Disfluency as a Window into Cognitive Mediation: Psycholinguistic Metrics for Evaluating AI-Integrated Spoken Communication

Published in Extended Abstracts of the 2026 CHI Conference on Human Factors in Computing Systems, 2026

Published: CHI Extended Abstracts 2026, Barcelona, Spain.

This paper proposes a psycholinguistic evaluation framework that uses speech disfluency patterns—filled pauses (um, uh), repetitions, repairs, and prolonged silences—as observable signatures of underlying cognitive processing during AI-integrated spoken conversation. While most evaluation metrics for conversational AI focus on output fluency or task success, disfluencies are systematic windows into speakers’ cognitive load, prediction failure, and repair work.

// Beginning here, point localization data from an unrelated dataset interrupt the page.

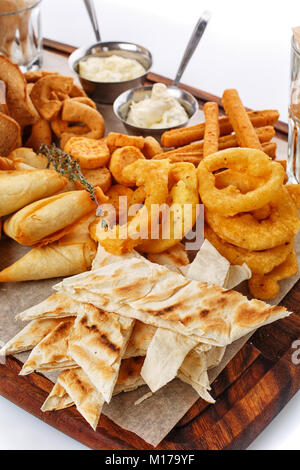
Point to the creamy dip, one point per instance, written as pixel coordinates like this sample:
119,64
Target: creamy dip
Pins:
160,110
113,68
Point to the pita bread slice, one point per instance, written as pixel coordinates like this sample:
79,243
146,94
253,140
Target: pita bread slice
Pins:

The paper maps four classes of disfluency to four speech-processing stages (perception, lexical access, content integration, production planning) and proposes how each can be measured to evaluate whether AI mediation alleviates or amplifies cognitive load at specific stages. This framework supports more nuanced evaluation of AI tools designed for non-native speakers and others who experience predictable cognitive bottlenecks during real-time conversation.

Recommended citation: He, W. P. (2026). "Disfluency as a Window into Cognitive Mediation: Psycholinguistic Metrics for Evaluating AI-Integrated Spoken Communication." Extended Abstracts of the 2026 CHI Conference on Human Factors in Computing Systems. Barcelona, Spain.